Sarah and Holly attended counselling sessions at the NCCG for a number of years after Dean died, as often or as little as they needed. Sarah and Holly also continued to see their external psychologist alongside these sessions. This allowed them to receive focused support for both their grief and the other challenges they were facing. As life changes so does the nature of grief and the support each person needs.

“The journey doesn’t end once the immediate aftermath is over. It’s finding children the tools to actually put their young lives back together again which is so important.” said the girls’ mum, Beverley.

Holly and Dean fishing together

When Holly recently turned 18, and Sarah 20, it felt like a huge milestone for Beverley. She remembers that when Dean died, the thought of the girls reaching 18 felt so far away, and there was an abyss to cross in order to get there. But they made it, with laughter and tears of equal measure along the way.
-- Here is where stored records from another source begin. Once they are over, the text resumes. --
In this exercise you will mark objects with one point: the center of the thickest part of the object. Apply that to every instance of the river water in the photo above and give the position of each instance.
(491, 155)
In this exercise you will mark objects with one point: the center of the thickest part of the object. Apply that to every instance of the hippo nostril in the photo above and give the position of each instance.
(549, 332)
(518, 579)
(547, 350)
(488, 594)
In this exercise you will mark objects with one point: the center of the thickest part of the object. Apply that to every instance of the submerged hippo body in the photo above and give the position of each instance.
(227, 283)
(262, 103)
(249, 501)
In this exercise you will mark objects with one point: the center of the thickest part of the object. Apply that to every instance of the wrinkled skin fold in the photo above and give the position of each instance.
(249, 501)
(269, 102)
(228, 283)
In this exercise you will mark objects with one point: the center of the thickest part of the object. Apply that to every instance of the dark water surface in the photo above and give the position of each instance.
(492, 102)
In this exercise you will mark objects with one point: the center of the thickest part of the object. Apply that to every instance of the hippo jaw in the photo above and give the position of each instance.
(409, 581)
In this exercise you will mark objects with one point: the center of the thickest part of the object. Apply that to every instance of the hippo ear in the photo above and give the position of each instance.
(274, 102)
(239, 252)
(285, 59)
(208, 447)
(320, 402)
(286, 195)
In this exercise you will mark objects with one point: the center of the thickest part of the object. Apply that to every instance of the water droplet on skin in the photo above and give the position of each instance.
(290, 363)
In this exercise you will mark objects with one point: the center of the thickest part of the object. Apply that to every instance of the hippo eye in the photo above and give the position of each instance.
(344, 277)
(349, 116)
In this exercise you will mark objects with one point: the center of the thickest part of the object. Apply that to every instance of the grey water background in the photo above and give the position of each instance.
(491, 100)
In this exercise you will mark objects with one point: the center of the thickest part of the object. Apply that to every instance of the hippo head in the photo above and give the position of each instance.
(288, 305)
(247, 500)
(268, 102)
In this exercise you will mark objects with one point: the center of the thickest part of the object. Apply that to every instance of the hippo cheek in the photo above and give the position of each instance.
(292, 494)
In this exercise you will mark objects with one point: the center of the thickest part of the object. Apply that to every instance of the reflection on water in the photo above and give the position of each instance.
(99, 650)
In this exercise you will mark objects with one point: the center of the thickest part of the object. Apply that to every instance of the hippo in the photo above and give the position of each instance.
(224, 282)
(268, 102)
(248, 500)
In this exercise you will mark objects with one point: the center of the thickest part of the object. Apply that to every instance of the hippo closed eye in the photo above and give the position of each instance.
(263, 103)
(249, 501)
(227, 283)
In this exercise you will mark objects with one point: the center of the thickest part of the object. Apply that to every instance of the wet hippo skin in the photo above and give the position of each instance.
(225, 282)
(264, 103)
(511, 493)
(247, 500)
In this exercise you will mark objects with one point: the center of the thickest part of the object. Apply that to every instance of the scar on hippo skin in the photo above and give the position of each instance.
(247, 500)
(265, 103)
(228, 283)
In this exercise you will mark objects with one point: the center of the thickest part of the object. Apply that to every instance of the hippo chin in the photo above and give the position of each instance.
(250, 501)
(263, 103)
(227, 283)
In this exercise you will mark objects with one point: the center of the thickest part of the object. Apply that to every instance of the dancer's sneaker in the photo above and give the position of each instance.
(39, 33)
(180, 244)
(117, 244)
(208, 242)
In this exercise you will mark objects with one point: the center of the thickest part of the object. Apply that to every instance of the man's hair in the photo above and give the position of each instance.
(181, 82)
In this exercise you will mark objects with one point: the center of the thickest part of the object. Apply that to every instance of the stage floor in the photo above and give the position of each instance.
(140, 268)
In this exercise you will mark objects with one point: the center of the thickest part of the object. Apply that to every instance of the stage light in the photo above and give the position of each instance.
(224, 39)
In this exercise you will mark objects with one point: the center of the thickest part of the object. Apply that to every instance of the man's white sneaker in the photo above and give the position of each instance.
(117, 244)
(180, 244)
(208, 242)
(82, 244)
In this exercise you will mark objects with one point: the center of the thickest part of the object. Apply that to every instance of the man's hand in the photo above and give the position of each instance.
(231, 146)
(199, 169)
As Beverley now gets to see her daughters studying and pursuing their passions, it is a time of joy and pride. But these milestones and important events are often times when grief resurfaces. A reminder that the person they love isn’t there to see it.

A key part of the NCCG counselling process is to support young people in embracing their lives again. The loss of a loved one, particularly a parent, can result in young lives taking a completely different turn. It can feel strange to enjoy things that might not have happened had the loved one not died. Counselling at the NCCG helps young people learn how to sit with those complex feelings and tend to their grief whilst embracing the changes that follow.
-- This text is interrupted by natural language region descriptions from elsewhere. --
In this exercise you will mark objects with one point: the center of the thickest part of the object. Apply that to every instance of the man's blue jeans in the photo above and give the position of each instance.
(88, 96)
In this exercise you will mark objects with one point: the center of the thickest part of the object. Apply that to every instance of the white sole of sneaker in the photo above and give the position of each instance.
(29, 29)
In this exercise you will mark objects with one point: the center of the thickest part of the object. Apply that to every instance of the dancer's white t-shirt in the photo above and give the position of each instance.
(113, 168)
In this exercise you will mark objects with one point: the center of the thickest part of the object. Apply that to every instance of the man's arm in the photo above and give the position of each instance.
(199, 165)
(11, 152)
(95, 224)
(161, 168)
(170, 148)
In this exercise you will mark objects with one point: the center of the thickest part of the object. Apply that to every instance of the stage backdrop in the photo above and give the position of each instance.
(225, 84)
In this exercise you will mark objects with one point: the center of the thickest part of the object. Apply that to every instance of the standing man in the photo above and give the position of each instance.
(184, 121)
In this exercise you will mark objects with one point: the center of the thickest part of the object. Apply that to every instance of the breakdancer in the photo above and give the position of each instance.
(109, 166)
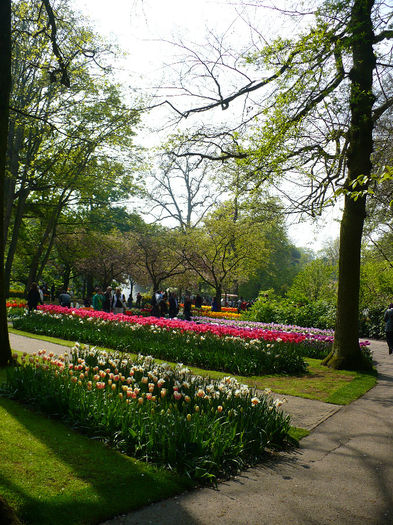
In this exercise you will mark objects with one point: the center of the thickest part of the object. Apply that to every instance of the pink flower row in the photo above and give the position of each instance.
(179, 325)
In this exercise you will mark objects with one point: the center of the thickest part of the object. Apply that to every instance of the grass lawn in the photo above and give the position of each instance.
(340, 387)
(53, 475)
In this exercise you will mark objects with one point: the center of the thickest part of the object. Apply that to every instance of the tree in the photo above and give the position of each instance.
(180, 190)
(5, 88)
(152, 258)
(315, 282)
(226, 249)
(315, 117)
(57, 145)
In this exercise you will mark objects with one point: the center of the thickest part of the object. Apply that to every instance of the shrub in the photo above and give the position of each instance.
(273, 309)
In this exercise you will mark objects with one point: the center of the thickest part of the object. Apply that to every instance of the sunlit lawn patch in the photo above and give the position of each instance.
(197, 426)
(51, 474)
(178, 341)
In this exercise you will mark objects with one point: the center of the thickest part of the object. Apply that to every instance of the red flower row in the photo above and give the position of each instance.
(182, 326)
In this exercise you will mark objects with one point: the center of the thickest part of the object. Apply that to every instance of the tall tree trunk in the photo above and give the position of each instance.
(66, 276)
(346, 351)
(5, 88)
(23, 194)
(218, 297)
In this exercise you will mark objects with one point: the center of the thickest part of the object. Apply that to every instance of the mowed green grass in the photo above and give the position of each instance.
(51, 475)
(340, 387)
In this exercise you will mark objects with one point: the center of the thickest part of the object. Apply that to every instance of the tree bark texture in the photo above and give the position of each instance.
(5, 88)
(346, 352)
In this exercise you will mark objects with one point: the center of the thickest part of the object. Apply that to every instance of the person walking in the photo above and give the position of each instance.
(173, 305)
(106, 304)
(98, 300)
(33, 297)
(65, 299)
(118, 305)
(187, 308)
(138, 300)
(388, 318)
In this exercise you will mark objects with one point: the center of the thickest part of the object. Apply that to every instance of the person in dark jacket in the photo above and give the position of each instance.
(33, 297)
(388, 318)
(187, 308)
(107, 302)
(163, 306)
(173, 305)
(198, 301)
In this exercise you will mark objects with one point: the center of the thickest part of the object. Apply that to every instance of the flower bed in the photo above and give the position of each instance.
(177, 324)
(202, 428)
(207, 346)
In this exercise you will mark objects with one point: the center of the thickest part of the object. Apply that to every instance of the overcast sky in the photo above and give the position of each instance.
(141, 26)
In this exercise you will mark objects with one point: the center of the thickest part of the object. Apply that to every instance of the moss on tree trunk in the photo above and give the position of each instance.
(5, 86)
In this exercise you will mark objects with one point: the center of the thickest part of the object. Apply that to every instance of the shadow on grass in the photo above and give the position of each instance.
(93, 482)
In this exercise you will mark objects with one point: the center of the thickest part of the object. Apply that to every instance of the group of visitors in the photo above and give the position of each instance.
(163, 304)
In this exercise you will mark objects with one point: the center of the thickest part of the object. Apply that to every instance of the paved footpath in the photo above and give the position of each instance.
(342, 474)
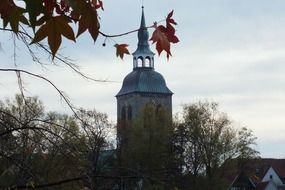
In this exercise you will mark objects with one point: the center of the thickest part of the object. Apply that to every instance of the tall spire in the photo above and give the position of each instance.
(143, 52)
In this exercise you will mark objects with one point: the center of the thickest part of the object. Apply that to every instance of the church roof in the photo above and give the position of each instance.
(144, 80)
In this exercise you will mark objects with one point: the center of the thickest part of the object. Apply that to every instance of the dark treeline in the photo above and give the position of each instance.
(49, 150)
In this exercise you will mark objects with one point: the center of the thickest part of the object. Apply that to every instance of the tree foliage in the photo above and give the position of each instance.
(206, 139)
(54, 19)
(39, 149)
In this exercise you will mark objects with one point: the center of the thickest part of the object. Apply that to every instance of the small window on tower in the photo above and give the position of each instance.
(123, 114)
(147, 62)
(130, 114)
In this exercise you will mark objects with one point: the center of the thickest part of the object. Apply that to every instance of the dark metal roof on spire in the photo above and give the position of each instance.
(143, 36)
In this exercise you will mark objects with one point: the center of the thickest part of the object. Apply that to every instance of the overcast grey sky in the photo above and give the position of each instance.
(231, 52)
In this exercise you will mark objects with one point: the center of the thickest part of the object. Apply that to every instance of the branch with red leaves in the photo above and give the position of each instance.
(54, 19)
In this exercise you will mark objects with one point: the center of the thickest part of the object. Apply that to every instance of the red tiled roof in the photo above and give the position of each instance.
(277, 164)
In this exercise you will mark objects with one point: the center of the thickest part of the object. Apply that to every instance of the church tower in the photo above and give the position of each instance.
(143, 85)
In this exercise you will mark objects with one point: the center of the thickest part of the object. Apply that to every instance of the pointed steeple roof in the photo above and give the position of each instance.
(143, 36)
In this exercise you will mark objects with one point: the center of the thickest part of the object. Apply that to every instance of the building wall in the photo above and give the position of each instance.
(137, 101)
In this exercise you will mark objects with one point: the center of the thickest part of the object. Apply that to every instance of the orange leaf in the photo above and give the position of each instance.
(164, 36)
(160, 38)
(88, 20)
(121, 50)
(53, 29)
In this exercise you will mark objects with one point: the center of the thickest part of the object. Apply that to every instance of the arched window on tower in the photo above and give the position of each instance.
(140, 62)
(158, 108)
(130, 113)
(123, 114)
(148, 62)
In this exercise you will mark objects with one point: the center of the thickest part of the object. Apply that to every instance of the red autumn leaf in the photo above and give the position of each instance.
(99, 5)
(160, 38)
(88, 20)
(121, 50)
(164, 36)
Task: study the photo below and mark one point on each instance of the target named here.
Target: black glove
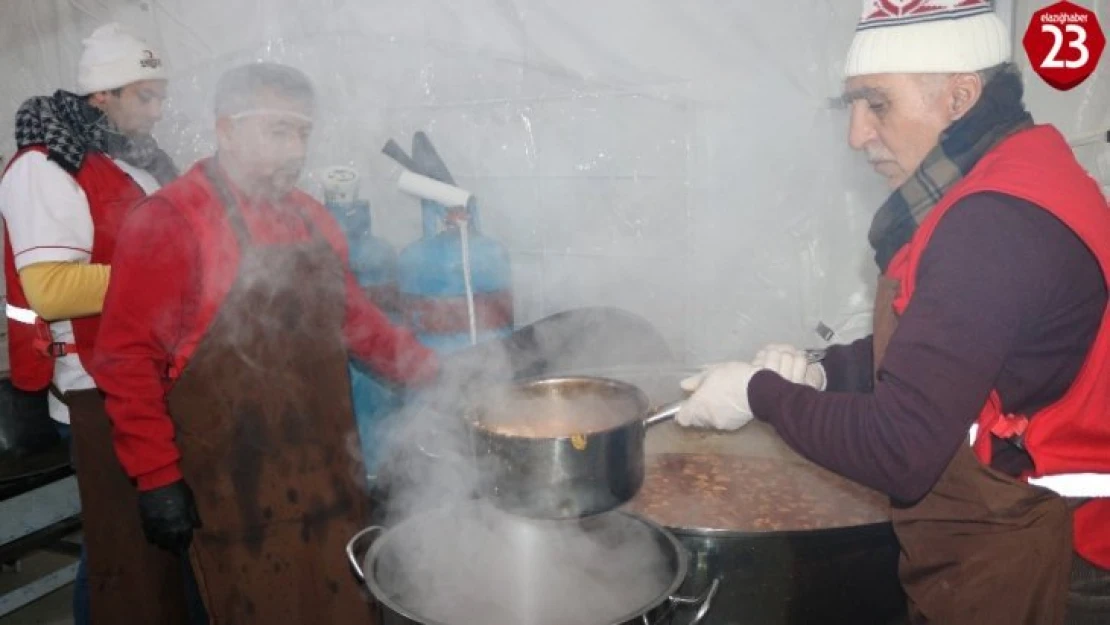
(169, 516)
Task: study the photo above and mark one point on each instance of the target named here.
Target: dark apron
(980, 547)
(130, 581)
(263, 416)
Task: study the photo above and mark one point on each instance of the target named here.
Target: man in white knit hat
(990, 316)
(84, 159)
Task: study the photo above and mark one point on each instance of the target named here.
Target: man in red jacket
(990, 315)
(84, 159)
(223, 355)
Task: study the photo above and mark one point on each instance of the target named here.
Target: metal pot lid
(472, 564)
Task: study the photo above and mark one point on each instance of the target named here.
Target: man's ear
(223, 128)
(98, 99)
(965, 92)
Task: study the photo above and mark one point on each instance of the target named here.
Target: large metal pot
(472, 564)
(563, 447)
(789, 542)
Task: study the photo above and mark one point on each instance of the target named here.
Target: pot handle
(665, 413)
(355, 543)
(705, 600)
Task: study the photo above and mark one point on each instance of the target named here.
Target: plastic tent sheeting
(677, 159)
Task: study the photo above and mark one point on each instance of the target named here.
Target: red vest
(1072, 435)
(111, 193)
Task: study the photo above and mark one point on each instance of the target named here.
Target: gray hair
(239, 88)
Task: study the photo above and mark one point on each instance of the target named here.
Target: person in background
(223, 355)
(990, 315)
(84, 159)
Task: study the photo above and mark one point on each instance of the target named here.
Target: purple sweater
(1007, 298)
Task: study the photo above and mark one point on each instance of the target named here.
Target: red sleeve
(150, 295)
(387, 350)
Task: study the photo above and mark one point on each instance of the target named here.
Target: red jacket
(1072, 435)
(31, 351)
(178, 258)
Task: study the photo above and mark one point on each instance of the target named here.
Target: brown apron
(263, 413)
(980, 547)
(130, 581)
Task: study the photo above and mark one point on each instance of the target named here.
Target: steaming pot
(423, 571)
(563, 447)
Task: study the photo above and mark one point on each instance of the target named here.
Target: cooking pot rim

These mixed emotions are feelings that rise and settle throughout a lifetime. When children are able to understand them early on in life, they are more equipped to express and manage them when they get older.

Sarah and Dean flying a kite

“The centre has saved our family” said Beverley. Sarah, Holly and their mother all carry their grief differently, but they are able to live through it and support each other.

Through their individual counselling at the Centre, Sarah and Holly have been able to keep their own memories of Dean alive and share them with others and each other. Strengthening memories of a loved one who has died is crucial to  keeping children connected to them.

Sarah, Holly, Beverley and her new partner Glen, all continue to talk about and share memories about Dean together.

Beverley said how much she enjoys sharing stories about Dean that the girls were once too young to hear, helping them get to know their dad as a real person.

Sarah loves to think about when she would tandem water-ski with her dad. They would hold hands to form an arch as they sailed across the water. She remembers his love of ACDC and his air-guitar.

Holly has strong memories of when she would go fishing with her dad. Sitting together, rarely catching fish, but talking and spending time together, just the two of them.

As time passes and life goes on, Dean remains an important member of their family.